Fifty Years of the British Road Sign: A Sheffield Exhibition
The Design You See Every Day
In 1965, Jock Kinneir and Margaret Calvert’s road sign system was implemented across Britain. Fifty years later, Sheffield Design Week 2015 marked the anniversary with an exhibition that explored one of the most successful pieces of public design in British history — and one of the least discussed.
The exhibition traced the development of the signage system from the Anderson Committee’s initial brief through to the finished designs that remain, largely unchanged, on roads across the country. Original drawings, specification documents and early prototypes were displayed alongside photographs of the signs in use — a visual record of design that works so well it has become invisible.
Typography in Service
Having studied Kinneir and Calvert’s work at university, seeing the original materials was a particular pleasure. The typefaces they designed — Transport and Motorway — are masterclasses in legibility, created to be read at speed and in poor visibility conditions. The exhibition explained the testing process behind these designs, including full-scale mockups assessed from moving vehicles.

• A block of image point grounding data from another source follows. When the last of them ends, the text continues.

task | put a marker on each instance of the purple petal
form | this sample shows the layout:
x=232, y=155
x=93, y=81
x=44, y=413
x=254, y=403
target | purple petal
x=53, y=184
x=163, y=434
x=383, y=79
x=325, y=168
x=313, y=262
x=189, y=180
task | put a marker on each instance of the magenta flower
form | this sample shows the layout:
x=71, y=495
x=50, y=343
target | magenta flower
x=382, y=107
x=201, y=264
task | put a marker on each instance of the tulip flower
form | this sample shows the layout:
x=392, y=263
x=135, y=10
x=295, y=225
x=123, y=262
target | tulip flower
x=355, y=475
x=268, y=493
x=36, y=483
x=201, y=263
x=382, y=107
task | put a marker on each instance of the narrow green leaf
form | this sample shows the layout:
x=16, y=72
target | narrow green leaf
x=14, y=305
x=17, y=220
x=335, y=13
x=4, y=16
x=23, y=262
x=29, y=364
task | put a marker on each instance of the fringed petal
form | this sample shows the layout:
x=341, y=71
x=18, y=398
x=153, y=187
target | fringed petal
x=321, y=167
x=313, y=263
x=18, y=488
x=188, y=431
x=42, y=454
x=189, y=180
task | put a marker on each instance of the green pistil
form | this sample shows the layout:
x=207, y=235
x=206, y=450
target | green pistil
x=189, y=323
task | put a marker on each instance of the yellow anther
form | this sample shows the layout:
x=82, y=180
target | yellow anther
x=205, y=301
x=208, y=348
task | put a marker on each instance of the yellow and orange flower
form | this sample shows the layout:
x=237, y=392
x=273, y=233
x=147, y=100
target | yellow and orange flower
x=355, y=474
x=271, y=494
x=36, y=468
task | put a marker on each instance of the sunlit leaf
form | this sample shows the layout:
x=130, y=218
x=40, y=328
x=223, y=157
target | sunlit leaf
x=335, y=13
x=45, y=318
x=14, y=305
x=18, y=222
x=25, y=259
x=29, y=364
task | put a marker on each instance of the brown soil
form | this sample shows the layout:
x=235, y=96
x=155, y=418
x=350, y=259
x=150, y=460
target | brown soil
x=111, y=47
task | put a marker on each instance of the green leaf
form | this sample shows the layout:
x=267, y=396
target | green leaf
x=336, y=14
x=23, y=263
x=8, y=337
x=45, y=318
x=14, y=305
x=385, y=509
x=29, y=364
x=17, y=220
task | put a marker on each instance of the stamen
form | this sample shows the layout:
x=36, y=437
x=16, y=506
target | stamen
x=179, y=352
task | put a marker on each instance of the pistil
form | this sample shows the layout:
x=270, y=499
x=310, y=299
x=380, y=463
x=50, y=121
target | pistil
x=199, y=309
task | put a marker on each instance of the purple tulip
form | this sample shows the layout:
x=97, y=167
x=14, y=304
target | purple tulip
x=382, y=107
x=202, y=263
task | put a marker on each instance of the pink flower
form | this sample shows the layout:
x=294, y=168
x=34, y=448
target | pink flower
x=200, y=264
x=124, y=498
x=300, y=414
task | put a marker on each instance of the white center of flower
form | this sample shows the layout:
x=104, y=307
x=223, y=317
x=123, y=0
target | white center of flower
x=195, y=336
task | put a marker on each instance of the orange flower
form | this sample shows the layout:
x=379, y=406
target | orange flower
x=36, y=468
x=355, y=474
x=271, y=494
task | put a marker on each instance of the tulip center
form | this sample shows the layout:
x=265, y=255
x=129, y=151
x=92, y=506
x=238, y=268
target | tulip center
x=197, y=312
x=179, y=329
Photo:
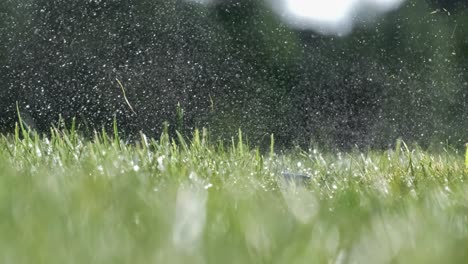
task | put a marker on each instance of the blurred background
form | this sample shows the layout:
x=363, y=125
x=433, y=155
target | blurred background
x=365, y=77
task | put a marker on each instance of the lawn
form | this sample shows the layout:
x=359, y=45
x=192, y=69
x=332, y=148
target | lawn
x=66, y=199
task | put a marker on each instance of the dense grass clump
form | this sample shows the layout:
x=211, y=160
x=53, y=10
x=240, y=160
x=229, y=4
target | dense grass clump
x=64, y=199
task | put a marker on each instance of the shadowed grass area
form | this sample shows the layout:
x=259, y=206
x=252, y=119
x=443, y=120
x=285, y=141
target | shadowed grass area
x=64, y=199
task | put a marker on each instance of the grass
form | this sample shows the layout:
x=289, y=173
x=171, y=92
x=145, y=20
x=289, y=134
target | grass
x=64, y=199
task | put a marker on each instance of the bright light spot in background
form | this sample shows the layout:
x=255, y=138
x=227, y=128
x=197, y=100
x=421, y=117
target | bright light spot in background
x=336, y=17
x=331, y=16
x=326, y=11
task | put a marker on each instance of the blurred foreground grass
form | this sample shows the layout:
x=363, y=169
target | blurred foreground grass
x=64, y=199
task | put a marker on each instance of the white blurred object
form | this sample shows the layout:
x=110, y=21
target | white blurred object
x=331, y=16
x=334, y=17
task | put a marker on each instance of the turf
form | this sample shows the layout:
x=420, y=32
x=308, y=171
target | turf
x=65, y=199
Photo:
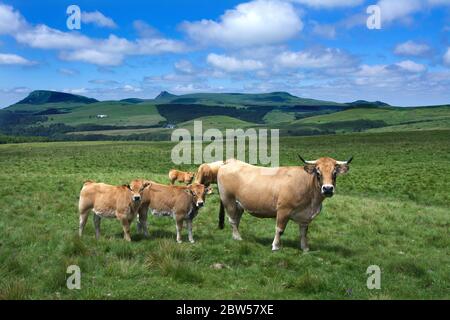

Margaret Calvert’s pictograms were given their own section, and rightly so. The children crossing sign, the cow, the deer — these are images so embedded in British visual culture that we forget they were designed at all. The exhibition’s achievement was making them visible again as pieces of considered, purposeful graphic design.
Design and Public Life
The road sign exhibition sat within a programme that consistently explored design in the public realm. The David Mellor Street Scene show from the previous year had examined another dimension of public design, and the Design Talks sessions frequently returned to questions about how design shapes shared space.
For design students and practitioners, the exhibition was a reminder that some of the most impactful design work is the most self-effacing. The cultural quarter of Sheffield itself benefits from this principle — good wayfinding that serves without demanding attention.